SAP NetWeaver Master Data Management (SAP NW MDM) is a component of SAP's NetWeaver product group and is used as a platform to consolidate, cleanse and synchronise a single version of the truth for master data within a heterogeneous application landscape. It has the ability to distribute internally and externally to SAP and non-SAP applications. SAP MDM is a key enabler of SAP Service-Oriented Architecture. Standard system architecture would consist of a single central MDM server connected to client systems through SAP Exchange Infrastructure using XML documents, although connectivity without SAP XI can also be achieved. There are five standard implementation scenarios:

1. Content Consolidation - centralised cleansing, de-duplication and consolidation, enabling key mapping and consolidated group reporting in SAP BI. No re-distribution of cleansed data.
2. Master Data Harmonisation - as for Content Consolidation, plus re-distribution of cleansed, consolidated master data.
3. Central Master data management - as for Master Data Harmonisation, but all master data is maintained in the central MDM system. No maintenance of master data occurs in the connected client systems.
4. Rich Product Content Management - Catalogue management and publishing. Uses elements of Content Consolidation to centrally store rich content (images, PDF files, video, sound etc.) together with standard content in order to produce product catalogues (web or print). Has standard adapters to export content to Desktop Publishing packages.
5. Global Data Synchronization - provides consistent trade item information exchange with retailers through data hubs (e.g. 1SYNC)

Some features (for example, workflow) require custom development out of the box to provide screens for end users to use.

== History ==

SAP is currently on its second iteration of MDM software. Facing limited adoption of its initial release, SAP changed direction and in 2004 purchased a small vendor in the PIM space called A2i.

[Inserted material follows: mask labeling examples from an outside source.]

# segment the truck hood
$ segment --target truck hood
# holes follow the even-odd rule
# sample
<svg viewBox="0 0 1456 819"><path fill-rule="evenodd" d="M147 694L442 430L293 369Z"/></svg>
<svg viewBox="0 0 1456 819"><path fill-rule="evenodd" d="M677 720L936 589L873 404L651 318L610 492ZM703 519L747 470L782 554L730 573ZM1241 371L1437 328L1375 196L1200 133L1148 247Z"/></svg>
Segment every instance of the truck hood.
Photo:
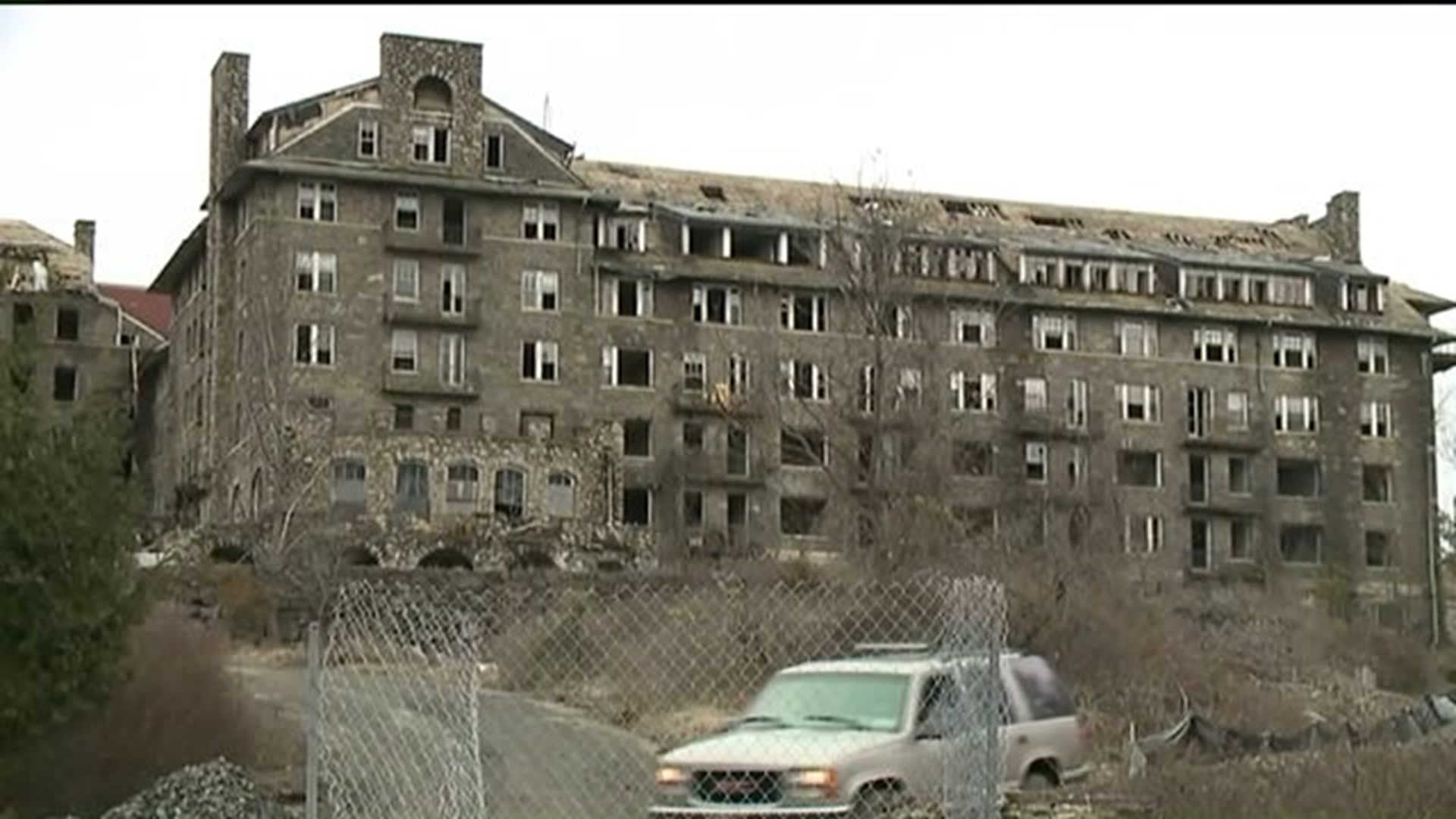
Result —
<svg viewBox="0 0 1456 819"><path fill-rule="evenodd" d="M821 768L893 742L895 734L884 732L747 729L678 746L664 753L661 764L727 769Z"/></svg>

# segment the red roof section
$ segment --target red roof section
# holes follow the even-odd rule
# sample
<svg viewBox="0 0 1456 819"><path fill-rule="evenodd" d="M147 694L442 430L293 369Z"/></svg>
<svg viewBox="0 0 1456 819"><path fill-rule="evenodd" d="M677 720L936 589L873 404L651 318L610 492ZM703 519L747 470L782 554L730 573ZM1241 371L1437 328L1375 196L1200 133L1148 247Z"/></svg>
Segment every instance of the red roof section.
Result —
<svg viewBox="0 0 1456 819"><path fill-rule="evenodd" d="M98 284L102 293L115 299L131 318L160 332L163 338L172 329L172 296L151 293L146 287L130 284Z"/></svg>

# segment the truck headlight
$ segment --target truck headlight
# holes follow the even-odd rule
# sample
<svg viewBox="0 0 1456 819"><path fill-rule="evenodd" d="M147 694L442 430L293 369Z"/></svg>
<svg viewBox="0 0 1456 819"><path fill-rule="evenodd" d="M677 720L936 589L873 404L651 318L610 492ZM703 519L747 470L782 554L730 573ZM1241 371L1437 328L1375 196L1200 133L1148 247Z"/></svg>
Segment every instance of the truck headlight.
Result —
<svg viewBox="0 0 1456 819"><path fill-rule="evenodd" d="M795 796L834 799L839 793L839 774L834 768L804 768L789 771L789 788Z"/></svg>
<svg viewBox="0 0 1456 819"><path fill-rule="evenodd" d="M657 767L657 787L680 788L686 784L687 784L687 771L678 768L677 765Z"/></svg>

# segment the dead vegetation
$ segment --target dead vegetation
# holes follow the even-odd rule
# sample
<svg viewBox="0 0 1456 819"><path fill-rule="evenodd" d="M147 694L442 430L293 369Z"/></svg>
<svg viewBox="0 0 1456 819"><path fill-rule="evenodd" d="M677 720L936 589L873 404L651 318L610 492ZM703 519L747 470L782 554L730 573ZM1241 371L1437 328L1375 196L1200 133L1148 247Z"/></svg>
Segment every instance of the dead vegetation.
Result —
<svg viewBox="0 0 1456 819"><path fill-rule="evenodd" d="M105 809L183 765L256 764L272 729L229 679L229 641L172 606L134 628L125 681L106 704L0 762L0 809Z"/></svg>

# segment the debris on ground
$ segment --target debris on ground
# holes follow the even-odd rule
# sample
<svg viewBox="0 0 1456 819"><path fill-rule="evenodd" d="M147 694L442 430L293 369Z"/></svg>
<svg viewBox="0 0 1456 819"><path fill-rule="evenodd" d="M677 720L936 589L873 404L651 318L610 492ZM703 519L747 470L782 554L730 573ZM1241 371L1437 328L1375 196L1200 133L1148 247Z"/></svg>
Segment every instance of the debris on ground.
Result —
<svg viewBox="0 0 1456 819"><path fill-rule="evenodd" d="M227 759L172 772L102 819L287 819L243 768Z"/></svg>

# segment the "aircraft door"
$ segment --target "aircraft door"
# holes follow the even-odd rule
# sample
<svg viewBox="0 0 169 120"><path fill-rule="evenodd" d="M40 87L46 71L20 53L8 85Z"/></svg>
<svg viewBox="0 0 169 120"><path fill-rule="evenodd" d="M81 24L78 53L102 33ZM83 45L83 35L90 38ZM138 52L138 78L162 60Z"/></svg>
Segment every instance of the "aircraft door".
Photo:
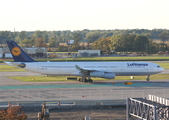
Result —
<svg viewBox="0 0 169 120"><path fill-rule="evenodd" d="M41 64L40 63L38 63L38 70L41 70L42 69L42 66L41 66Z"/></svg>

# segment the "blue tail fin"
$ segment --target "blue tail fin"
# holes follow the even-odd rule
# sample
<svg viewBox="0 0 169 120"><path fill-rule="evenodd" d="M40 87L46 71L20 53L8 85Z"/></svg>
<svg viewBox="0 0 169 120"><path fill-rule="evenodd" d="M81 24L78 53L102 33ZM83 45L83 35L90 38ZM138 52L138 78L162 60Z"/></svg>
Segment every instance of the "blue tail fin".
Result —
<svg viewBox="0 0 169 120"><path fill-rule="evenodd" d="M6 41L15 62L35 62L14 41Z"/></svg>

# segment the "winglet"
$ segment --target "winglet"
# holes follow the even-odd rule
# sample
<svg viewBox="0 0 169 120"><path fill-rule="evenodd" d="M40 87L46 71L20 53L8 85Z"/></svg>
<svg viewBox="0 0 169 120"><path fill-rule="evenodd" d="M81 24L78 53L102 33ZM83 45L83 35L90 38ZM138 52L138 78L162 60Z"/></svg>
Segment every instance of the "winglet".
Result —
<svg viewBox="0 0 169 120"><path fill-rule="evenodd" d="M15 62L36 62L14 41L6 41Z"/></svg>

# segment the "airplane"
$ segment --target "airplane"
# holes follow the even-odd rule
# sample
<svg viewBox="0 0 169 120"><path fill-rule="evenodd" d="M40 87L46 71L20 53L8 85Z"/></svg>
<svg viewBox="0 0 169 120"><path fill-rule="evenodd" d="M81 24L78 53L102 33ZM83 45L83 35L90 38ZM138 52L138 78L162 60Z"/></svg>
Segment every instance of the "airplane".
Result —
<svg viewBox="0 0 169 120"><path fill-rule="evenodd" d="M7 41L14 62L9 65L44 75L77 76L80 82L90 82L91 77L114 79L116 76L147 76L160 73L164 68L151 62L38 62L32 59L15 42Z"/></svg>

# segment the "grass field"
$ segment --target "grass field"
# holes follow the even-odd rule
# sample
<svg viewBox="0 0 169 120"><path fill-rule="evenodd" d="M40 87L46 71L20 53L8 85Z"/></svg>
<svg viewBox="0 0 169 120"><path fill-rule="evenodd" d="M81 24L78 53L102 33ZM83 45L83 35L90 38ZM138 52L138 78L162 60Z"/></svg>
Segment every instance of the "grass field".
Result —
<svg viewBox="0 0 169 120"><path fill-rule="evenodd" d="M131 61L131 59L137 59L136 61L141 61L140 59L144 58L143 61L148 61L150 60L149 57L93 57L93 58L77 58L79 61L110 61L111 59L116 59L116 61L122 61L122 58L123 60L125 61ZM168 57L151 57L151 59L154 60L157 60L157 59L169 59ZM71 59L72 58L67 58L67 59ZM93 59L93 60L91 60ZM45 60L45 59L43 59ZM42 60L42 61L43 61ZM55 59L52 59L53 61L55 61ZM134 60L133 60L134 61ZM161 62L161 63L157 63L159 64L161 67L165 68L165 69L169 69L169 63L165 63L165 62ZM16 68L16 67L13 67L13 66L9 66L9 65L5 65L5 64L0 64L0 72L17 72L17 71L26 71L26 70L23 70L21 68ZM12 78L12 79L16 79L16 80L22 80L22 81L33 81L33 82L39 82L39 81L66 81L66 77L64 76L13 76L13 77L9 77L9 78ZM151 76L151 79L168 79L169 78L169 75L168 74L156 74L156 75L152 75ZM135 79L134 80L145 80L146 79L146 76L135 76ZM93 78L93 80L104 80L103 78ZM105 79L106 80L106 79ZM117 76L115 78L115 80L131 80L130 79L130 76Z"/></svg>
<svg viewBox="0 0 169 120"><path fill-rule="evenodd" d="M156 63L158 65L160 65L161 67L163 67L164 69L169 69L169 63ZM23 70L21 68L17 68L17 67L13 67L10 65L4 65L4 64L0 64L0 72L17 72L17 71L26 71Z"/></svg>
<svg viewBox="0 0 169 120"><path fill-rule="evenodd" d="M12 78L20 81L27 82L48 82L48 81L67 81L67 76L10 76L8 78ZM169 74L156 74L150 76L151 80L159 80L159 79L168 79ZM108 80L103 78L92 78L93 80ZM114 80L131 80L130 76L117 76ZM133 80L144 80L146 81L146 76L134 76Z"/></svg>
<svg viewBox="0 0 169 120"><path fill-rule="evenodd" d="M169 61L169 56L140 56L140 57L84 57L84 58L53 58L35 59L37 61ZM13 61L13 59L0 59L3 61Z"/></svg>
<svg viewBox="0 0 169 120"><path fill-rule="evenodd" d="M0 64L0 72L20 72L20 71L26 71L26 70L14 66L10 66L10 65Z"/></svg>

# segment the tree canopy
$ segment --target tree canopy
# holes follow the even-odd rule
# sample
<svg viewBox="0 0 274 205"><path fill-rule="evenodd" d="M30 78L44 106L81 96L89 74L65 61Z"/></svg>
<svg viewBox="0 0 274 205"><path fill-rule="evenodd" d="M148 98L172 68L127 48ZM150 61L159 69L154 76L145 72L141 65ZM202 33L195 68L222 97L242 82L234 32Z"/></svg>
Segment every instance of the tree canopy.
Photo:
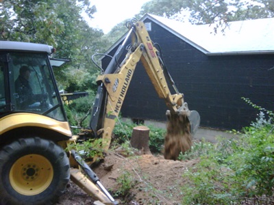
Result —
<svg viewBox="0 0 274 205"><path fill-rule="evenodd" d="M193 24L210 24L215 22L229 22L269 18L274 16L274 1L269 0L153 0L145 3L140 15L146 13L187 20Z"/></svg>
<svg viewBox="0 0 274 205"><path fill-rule="evenodd" d="M96 8L88 0L10 0L0 2L0 40L32 42L56 48L54 57L69 59L66 66L54 70L60 88L87 90L97 68L91 56L104 51L101 30L90 27ZM78 74L76 74L77 73Z"/></svg>

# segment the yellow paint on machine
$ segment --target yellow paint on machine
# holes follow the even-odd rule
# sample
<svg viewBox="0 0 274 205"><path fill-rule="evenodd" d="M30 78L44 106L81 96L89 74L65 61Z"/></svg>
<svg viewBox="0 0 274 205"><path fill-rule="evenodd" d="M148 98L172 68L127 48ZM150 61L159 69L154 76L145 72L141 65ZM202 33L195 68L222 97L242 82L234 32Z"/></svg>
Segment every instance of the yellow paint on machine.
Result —
<svg viewBox="0 0 274 205"><path fill-rule="evenodd" d="M27 113L14 113L2 118L0 122L0 135L24 126L41 127L55 131L68 137L72 135L67 122L60 122L47 116Z"/></svg>

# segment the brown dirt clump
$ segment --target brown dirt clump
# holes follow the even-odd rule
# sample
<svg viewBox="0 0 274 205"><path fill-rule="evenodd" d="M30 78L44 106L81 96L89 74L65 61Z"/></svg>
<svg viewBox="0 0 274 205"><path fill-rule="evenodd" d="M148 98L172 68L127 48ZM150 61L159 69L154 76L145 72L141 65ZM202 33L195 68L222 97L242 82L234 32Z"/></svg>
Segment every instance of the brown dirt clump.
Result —
<svg viewBox="0 0 274 205"><path fill-rule="evenodd" d="M181 204L181 187L187 179L183 173L193 167L197 161L166 160L162 155L152 154L123 156L121 153L110 152L103 163L93 168L101 182L111 193L120 188L117 180L127 173L132 188L127 195L114 197L120 204ZM125 175L124 175L125 176ZM73 182L56 204L92 204L93 200Z"/></svg>

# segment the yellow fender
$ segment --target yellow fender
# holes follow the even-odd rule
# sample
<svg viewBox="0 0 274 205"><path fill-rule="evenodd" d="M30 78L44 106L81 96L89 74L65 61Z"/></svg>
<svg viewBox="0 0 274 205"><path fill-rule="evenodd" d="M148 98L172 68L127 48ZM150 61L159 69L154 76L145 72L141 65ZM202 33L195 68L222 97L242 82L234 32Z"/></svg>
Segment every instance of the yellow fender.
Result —
<svg viewBox="0 0 274 205"><path fill-rule="evenodd" d="M72 133L67 122L60 122L35 113L18 113L6 115L0 120L0 135L24 126L36 126L56 131L67 137Z"/></svg>

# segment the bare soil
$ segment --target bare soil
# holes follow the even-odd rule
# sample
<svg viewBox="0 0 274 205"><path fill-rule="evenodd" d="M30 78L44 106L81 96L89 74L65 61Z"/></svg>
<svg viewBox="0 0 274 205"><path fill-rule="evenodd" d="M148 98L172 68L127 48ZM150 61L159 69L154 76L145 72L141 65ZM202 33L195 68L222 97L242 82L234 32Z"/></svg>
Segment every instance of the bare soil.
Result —
<svg viewBox="0 0 274 205"><path fill-rule="evenodd" d="M182 174L197 163L166 160L162 155L129 157L116 151L108 152L103 162L92 169L114 199L121 202L119 204L175 205L181 204L181 187L187 180ZM132 180L132 187L125 195L115 196L121 188L117 180L123 176ZM93 204L94 200L70 182L56 204Z"/></svg>

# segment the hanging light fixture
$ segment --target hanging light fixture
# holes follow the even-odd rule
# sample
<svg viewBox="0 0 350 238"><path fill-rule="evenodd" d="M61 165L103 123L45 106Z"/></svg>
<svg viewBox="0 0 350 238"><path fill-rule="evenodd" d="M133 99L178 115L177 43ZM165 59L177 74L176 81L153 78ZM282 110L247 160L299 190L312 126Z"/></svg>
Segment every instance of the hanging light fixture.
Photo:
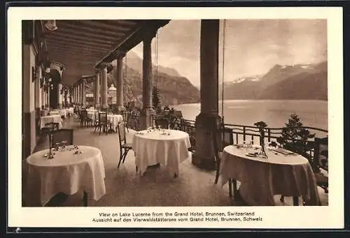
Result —
<svg viewBox="0 0 350 238"><path fill-rule="evenodd" d="M57 29L57 27L56 26L56 20L49 20L46 21L45 23L45 27L48 29L49 31L53 31Z"/></svg>

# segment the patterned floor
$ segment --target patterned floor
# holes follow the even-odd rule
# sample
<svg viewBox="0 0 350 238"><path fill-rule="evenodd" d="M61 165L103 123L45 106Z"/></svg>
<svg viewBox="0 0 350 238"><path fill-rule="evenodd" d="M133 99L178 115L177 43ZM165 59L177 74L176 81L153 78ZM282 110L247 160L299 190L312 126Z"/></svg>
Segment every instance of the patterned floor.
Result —
<svg viewBox="0 0 350 238"><path fill-rule="evenodd" d="M215 172L200 170L191 163L190 158L181 163L180 174L171 177L163 168L149 168L144 176L135 172L134 157L130 151L126 161L117 168L119 159L118 133L99 135L92 128L80 128L77 119L64 121L64 128L74 128L74 144L88 145L100 149L106 168L106 195L98 201L90 200L91 207L175 207L175 206L241 206L242 202L233 201L228 196L227 186L214 184ZM133 133L127 134L132 141ZM35 151L48 147L45 137L39 141ZM27 166L23 163L23 179ZM24 184L25 183L23 183ZM318 188L323 205L328 202L328 194ZM25 200L25 194L23 195ZM59 206L82 205L83 193L64 198ZM286 198L284 203L274 197L279 206L293 205L292 198ZM300 205L302 202L300 202ZM29 204L27 204L29 206Z"/></svg>

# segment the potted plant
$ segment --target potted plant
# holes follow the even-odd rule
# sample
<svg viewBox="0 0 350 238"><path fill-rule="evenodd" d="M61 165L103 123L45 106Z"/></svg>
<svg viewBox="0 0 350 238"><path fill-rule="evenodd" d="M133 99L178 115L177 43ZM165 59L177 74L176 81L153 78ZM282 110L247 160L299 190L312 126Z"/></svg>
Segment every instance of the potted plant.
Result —
<svg viewBox="0 0 350 238"><path fill-rule="evenodd" d="M265 133L266 131L266 127L267 125L262 121L255 122L254 126L258 127L260 133L260 143L261 146L261 149L258 154L260 157L267 158L267 155L265 151Z"/></svg>
<svg viewBox="0 0 350 238"><path fill-rule="evenodd" d="M282 128L281 136L279 142L283 147L302 156L307 156L306 153L307 144L309 139L313 138L315 134L302 126L301 119L298 114L293 113L288 122Z"/></svg>

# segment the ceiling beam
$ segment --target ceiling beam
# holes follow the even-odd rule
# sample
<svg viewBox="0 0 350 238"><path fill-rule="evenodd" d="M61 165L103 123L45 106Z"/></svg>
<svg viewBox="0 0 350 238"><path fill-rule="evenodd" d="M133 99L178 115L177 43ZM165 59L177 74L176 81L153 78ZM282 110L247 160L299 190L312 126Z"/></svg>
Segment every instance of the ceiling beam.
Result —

This code has become the basis for the currently shipping SAP MDM 5.5, and as such, most analysts consider SAP MDM to be more of a PIM than a general MDM product at this time.

SAP NetWeaver MDM 7.1 was released in ramp-up shipment in November 2008 and unrestricted shipment in May 2009. This new version has an enhanced MDM technology foundation to build pre-packaged business scenarios and integration.